Wann hat man als Kind die meiste Zeit zum Lesen? Genau. In den großen Ferien. Hauptreisezeit ist auch Hauptlesezeit. Ich bin in einem Haushalt voller Bücher großgeworden. Wenn man mir eins beigebracht hat, dann: Du musst viel lesen, Sohn! In dem festen Glauben, dass Lesen irgendwie intelligenter mache. Wie alle braven Kinder habe ich meinen Eltern geglaubt.
In den Sommerferien bezogen wir regelmäßig ein Ferienhaus an der Südküste Spaniens. Großzügig in Sonnencreme und Schweiß mariniert, brutzelten wir gutgelaunt vor uns hin. Wir brutzelten in der Gewissheit, genug Junk-Lit für die gesamten Ferien dabeizuhaben. Die Welt jenseits von Haus und Strand kannten wir nur vom Hörensagen, wir widmeten uns vollständig den mitgebrachten Comics. Über unseren Köpfen schwebte der elterliche Tadel, ob des trivialen Vergnügens, dem wir uns so hemmungslos hingaben. Doch das war uns schnuppe. Gekonnt ignorierten wir jedwede Erziehungsversuche. Die schiefen Blicke und unzweideutigen Kommentare erreichten uns nicht, denn unser Herz gehörte Donald Duck und Superman. Stunde um Stunde arbeiteten wir uns an die Verblödungsschwelle heran.

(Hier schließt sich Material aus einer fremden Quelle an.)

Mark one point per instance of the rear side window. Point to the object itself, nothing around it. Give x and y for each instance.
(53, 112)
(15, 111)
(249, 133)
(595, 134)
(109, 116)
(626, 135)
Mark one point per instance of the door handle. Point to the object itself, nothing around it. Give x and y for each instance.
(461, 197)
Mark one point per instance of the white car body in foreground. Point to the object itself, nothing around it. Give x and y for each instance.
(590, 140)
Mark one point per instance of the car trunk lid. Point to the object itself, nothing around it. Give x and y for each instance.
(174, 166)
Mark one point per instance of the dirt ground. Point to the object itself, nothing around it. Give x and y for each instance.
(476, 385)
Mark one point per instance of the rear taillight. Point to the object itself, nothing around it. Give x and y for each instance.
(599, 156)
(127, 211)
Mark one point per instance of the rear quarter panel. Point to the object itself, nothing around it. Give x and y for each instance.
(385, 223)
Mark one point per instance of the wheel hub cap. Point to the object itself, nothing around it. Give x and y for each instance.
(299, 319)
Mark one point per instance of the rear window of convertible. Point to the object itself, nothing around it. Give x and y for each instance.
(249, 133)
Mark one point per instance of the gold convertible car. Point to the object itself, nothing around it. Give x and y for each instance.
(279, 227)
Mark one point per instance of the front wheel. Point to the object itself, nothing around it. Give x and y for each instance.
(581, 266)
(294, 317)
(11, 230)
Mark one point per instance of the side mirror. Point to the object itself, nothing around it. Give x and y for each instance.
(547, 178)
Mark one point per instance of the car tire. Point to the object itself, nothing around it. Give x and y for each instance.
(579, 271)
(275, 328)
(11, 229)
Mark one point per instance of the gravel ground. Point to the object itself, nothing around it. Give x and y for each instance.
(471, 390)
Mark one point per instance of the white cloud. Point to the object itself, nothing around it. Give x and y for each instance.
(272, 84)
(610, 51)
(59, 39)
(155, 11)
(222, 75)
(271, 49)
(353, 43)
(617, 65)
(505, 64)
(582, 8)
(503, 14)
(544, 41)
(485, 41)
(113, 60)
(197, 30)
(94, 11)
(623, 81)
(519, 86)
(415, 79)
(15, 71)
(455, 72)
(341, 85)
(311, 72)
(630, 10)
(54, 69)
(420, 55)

Neben den Comics gab es noch die Detektiv- und Agentenromane. Einer meiner Helden hieß Mister Dynamit. Im bayerischen Coupé ließen der BND-Agent und ich die Reifen quietschen bis zum Tinnitus. Fäuste flogen, Revolver verteilten tödliche Ladungen, Querschläger sirrten über unsere Köpfe. Nur gebumst wurde nicht. Ein sauberer Kleinejungstraum.
Heute sind meine Kleinejungsträume natürlich immer noch sauber. 😉 Und ich leide auch immer noch unter Diabasmanie (Griechisch; diabaso= lesen, mania= Wahn; Anm.d.Verf.). Im Urlaub trage ich die Türme aus ungelesenen Büchern ab, die das Wohnzimmer in einen Slalomparcours verwandeln. Zugegeben, Bücherstapel verleihen einem Haushalt den gewissen intellektuellen Touch. Aber irgendwann reicht’s auch mal. Ich lese pro Jahr rund einhundert Bücher. Einen Gutteil davon in den Ferien. Romane, Erzählungen, Kurzgeschichten und Sachbücher. Keine Comics. Auch wenn ich fast sicher bin, dass Comiclesen nicht verblödet.